I am moving to Monterey from San Antonio, Texas next month and I have been worried about finding a place to live, what the cost of living is, and what the area is like. When I found your newspaper publication I was amazed. It is by far the most personalized newspaper I have ever seen. It has given me avenues to find a house, and to get to know the area and atmosphere long before I arrive. I just wanted to say thank you for having such a great publication, and next month you will be adding to your list of devoted readers.
Reduce Nukes Now
Surely none of us is complacent any more about nuclear dangers, especially since the explosions by India and Pakistan.
But in terms of weapons, Russia and the U.S. are the major threat to our world. That's why President Clinton's visit to Russia is very good news.

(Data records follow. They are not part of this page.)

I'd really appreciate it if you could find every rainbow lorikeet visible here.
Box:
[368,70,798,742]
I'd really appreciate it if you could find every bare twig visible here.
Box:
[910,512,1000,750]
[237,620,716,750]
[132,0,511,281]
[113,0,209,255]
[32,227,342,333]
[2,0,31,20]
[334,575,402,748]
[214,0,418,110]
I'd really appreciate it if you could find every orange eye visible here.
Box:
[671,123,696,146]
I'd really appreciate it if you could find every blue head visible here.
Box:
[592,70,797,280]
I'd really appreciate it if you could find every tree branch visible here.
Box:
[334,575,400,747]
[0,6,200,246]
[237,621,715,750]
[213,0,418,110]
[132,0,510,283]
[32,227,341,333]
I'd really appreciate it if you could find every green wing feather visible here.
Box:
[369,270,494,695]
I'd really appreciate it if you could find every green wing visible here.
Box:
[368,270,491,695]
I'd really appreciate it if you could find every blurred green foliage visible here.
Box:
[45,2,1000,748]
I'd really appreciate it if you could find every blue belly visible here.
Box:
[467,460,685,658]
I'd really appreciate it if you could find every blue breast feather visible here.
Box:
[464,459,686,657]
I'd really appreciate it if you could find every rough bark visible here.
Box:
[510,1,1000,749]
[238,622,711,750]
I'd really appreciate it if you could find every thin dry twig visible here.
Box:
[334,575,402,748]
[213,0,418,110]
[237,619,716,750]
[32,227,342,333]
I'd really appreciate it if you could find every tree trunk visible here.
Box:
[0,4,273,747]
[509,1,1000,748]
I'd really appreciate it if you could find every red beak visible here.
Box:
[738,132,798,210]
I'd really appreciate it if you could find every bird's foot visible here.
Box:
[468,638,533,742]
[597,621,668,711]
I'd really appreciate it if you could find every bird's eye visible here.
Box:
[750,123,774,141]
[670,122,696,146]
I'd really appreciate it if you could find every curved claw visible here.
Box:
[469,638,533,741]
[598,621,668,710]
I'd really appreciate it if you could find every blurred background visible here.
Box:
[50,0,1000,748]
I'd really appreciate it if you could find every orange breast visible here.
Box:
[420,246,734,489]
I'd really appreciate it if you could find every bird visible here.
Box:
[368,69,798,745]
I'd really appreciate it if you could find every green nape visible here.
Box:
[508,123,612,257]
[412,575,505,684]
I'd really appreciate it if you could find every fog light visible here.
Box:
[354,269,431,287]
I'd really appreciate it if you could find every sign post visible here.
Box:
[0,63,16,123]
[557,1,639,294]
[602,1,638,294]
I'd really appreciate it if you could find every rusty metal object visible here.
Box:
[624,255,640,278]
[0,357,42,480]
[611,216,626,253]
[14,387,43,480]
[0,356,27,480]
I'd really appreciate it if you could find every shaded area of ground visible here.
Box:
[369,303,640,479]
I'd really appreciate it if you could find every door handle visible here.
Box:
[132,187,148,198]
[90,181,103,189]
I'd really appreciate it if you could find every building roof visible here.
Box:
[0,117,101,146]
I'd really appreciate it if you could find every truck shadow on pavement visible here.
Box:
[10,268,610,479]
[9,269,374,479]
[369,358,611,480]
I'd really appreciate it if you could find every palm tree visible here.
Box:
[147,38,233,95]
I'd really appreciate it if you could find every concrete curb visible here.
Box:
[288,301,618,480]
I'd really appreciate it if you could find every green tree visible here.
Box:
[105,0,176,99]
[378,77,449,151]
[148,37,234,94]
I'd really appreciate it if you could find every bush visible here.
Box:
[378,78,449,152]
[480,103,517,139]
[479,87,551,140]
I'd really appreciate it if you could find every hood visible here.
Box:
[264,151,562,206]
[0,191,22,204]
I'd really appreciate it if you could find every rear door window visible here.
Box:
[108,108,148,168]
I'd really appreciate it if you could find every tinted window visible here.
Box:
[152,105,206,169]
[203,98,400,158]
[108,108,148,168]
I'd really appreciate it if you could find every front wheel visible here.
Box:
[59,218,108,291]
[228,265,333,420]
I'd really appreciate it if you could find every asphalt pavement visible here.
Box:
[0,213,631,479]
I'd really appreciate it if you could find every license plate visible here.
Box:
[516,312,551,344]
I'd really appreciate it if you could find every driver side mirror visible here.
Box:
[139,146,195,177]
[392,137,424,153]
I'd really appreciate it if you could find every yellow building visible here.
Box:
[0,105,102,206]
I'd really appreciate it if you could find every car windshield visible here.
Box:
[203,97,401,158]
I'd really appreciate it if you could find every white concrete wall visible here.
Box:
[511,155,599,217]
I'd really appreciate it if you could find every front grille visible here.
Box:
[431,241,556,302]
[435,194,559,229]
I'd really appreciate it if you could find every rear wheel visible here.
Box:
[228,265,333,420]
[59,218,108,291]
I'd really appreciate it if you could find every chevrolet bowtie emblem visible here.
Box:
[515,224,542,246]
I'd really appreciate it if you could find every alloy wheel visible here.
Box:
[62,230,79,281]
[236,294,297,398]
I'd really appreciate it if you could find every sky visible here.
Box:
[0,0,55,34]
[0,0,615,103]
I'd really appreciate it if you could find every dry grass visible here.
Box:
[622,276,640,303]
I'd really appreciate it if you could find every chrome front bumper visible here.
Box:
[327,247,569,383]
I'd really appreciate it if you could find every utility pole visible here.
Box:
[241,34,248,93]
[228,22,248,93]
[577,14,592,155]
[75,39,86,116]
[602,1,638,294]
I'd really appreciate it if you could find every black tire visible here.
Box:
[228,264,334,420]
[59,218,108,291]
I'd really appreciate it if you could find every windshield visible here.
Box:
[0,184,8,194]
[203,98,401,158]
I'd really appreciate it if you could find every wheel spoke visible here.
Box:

According to the New England Journal of Medicine, an accidental launch from one Russian submarine reaching even eight American cities would result in an estimated six million deaths outright and a comparable number from fallout and after effects.
An accidental launch would be more likely now than during the Cold War because Russia's command and control system has deteriorated.
The two presidents should include reducing nuclear arsenals to 1,000 or less for each, and removing the remaining hair trigger alert warheads. Let us urge them to take this action.
MARY C. ROSS
I read Scott MacClelland's "Musical Milestones" article in the Sept. 3 issue with interest. It was a good article; however, he failed to mention an important group that has been providing music here in Monterey county for years.
Hartnell College's Community Orchestra, consisting of amateur and professional musicians, is lead by Dr. Carl Christensen. Every Thursday night, the musicians come from all over the county to play together at the college. Free concerts are offered to the community throughout the year. The next concert will be on Dec. 10.